Pendant plusieurs mois, les futurs locataires se sont réunis avec le coordonnateur de l’Appartement Satellite pour concrétiser ce projet. Dans le souci d’impliquer le plus possible les personnes vivant avec le VIH/sida, ils ont décidé ensemble des règles de vie ainsi que d’être locataires signataires d’un bail, et non plus résidants, ce qui leur ouvre des droits. Le nom de « Satellite » a été retenu parce que l’appartement gravite autour de la Corporation d’Hérelle.

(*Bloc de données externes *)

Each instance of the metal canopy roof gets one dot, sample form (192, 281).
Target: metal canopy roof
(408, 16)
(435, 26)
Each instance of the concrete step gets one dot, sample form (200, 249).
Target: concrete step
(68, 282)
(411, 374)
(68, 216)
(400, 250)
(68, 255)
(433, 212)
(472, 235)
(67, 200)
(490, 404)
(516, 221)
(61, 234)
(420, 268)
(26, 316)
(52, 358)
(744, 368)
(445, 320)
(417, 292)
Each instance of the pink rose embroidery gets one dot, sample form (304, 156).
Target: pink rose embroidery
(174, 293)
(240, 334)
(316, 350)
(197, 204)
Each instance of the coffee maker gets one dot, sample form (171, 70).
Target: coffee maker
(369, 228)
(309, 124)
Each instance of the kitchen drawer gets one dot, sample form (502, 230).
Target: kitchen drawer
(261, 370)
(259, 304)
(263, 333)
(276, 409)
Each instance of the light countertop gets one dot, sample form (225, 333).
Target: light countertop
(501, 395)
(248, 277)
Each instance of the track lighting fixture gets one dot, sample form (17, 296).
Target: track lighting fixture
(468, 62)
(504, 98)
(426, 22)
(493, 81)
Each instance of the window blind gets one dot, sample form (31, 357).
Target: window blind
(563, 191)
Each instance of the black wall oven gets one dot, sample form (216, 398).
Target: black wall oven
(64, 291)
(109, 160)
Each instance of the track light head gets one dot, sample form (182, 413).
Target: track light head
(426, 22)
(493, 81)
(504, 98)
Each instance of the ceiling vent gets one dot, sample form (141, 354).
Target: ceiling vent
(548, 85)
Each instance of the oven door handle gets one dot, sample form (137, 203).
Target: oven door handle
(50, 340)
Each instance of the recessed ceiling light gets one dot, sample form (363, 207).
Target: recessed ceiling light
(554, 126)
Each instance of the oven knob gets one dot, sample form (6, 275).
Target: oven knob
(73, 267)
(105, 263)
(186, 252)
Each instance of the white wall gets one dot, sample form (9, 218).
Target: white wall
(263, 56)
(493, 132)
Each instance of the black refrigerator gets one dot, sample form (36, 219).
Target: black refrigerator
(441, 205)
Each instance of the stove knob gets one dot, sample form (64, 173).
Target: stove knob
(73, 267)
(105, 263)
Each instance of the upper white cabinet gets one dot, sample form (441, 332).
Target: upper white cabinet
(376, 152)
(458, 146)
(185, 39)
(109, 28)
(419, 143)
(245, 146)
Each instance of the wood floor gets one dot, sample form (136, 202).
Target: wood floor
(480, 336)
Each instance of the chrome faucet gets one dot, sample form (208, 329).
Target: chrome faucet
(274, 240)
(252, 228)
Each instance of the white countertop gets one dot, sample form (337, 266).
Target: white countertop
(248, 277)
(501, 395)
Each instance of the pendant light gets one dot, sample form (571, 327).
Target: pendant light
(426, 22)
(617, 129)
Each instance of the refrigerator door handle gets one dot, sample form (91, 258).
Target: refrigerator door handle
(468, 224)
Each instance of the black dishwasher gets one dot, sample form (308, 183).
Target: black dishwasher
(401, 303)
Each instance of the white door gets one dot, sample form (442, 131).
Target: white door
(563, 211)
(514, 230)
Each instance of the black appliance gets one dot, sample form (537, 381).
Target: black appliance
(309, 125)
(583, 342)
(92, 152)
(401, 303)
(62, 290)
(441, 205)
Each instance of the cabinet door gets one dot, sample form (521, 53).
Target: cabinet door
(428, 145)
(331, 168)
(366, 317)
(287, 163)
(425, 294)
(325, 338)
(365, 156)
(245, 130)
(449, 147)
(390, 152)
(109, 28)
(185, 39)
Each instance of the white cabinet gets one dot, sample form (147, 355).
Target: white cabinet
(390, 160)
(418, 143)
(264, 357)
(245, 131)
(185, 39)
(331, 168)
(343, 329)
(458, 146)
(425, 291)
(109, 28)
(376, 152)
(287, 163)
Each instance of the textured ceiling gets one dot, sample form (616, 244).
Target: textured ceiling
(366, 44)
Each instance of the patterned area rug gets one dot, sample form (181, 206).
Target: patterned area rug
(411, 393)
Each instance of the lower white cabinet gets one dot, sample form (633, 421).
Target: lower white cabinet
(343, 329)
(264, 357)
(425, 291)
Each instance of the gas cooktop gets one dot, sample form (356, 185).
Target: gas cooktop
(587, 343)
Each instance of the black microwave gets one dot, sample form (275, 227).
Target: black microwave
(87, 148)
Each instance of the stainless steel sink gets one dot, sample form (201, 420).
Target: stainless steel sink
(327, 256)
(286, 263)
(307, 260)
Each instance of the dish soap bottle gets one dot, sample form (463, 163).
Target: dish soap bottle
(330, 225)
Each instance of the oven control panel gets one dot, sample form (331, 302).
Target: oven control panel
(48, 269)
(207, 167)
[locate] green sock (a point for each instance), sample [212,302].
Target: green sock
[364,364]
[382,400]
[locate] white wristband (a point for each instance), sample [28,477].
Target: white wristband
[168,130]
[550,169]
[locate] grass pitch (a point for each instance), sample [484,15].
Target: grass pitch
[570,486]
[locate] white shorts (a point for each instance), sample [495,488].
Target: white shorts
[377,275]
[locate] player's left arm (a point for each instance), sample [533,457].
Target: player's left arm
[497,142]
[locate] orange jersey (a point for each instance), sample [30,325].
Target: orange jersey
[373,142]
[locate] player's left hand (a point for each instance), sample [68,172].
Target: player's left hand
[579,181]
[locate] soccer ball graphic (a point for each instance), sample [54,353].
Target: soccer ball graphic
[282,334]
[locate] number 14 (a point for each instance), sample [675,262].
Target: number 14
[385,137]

Le premier Appartement Satellite ouvre en février 2007. Situé dans le quartier Côte-des-Neiges, il peut accueillir jusqu’à six personnes présentant une fragilité psychosociale. Le pari de cet appartement en partie supervisé, c’est qu’à partir de ce collectif, constitué d’abord de manière artificielle, le groupe établisse un lien social d’entraide et de partage qui devienne aidant, voire thérapeutique, pour chacun. L’enjeu de notre travail est que ce lien survive à notre absence, que ce « liant » reste vivant quand nous refermons la porte de l’appartement. Face au succès de l’aventure, un deuxième Appartement Satellite situé au-dessus du premier ouvre ses portes en janvier 2011 !
En décembre 2007 a lieu l’ouverture d’une bâtisse neuve implantée dans le quartier Hochelaga-Maisonneuve offrant 15 Studios privés et un salon communautaire. Ce projet est soutenu principalement par le programme Accès-Logis de la Société d’Habitation du Québec (SHQ), par le programme Initiative de Partenariats en Action Communautaire (IPAC) de Développement des Ressources Humaines Canada (DHRC) et par la Ville de Montréal. Ces logements sociaux à loyer modéré sont destinés à des personnes vulnérables à l’itinérance souhaitant bénéficier du soutien de leur groupe de pairs.
En multipliant les milieux de vie et afin de simplifier l’utilisation du nom de l’organisme, l’appellation Maison d’Hérelle est maintenant utilisée sur tous nos outils de communication.
Le VIH change, nous aussi !
Le développement de ces nouvelles ressources est à notre image ; capable d’innover dans l’urgence quand il semble ne plus y avoir d’issue tout autant que de développer studieusement un projet sur plusieurs années. Quel que soit le moyen, la Maison d’Hérelle a toujours à cœur de trouver des solutions d’hébergement et de logement adaptées au vécu quotidien des personnes vivant avec le VIH/sida.
En plus de notre programme de soutien communautaire à domicile, la diversification des lieux de vie (Maison d’hébergement, Appartements Satellites, Studios) permet maintenant d’ajuster très rapidement notre accompagnement en fonction des besoins des personnes concernées qui changent régulièrement. Cette complémentarité entre ces trois lieux de vie associée à une mobilité facilitée au sein de la Corporation d’Hérelle est un atout indéniable pour nos usagers. Qu’ils veulent être plus autonomes ou qu’ils aient besoin d’un support plus important, nous pouvons maintenant leur offrir tout un éventail de choix.
Le VIH change grâce à l’arrivée de nouveaux traitements, et à la Maison d’Hérelle nous changeons aussi pour offrir l’accompagnement le plus approprié à cette nouvelle réalité.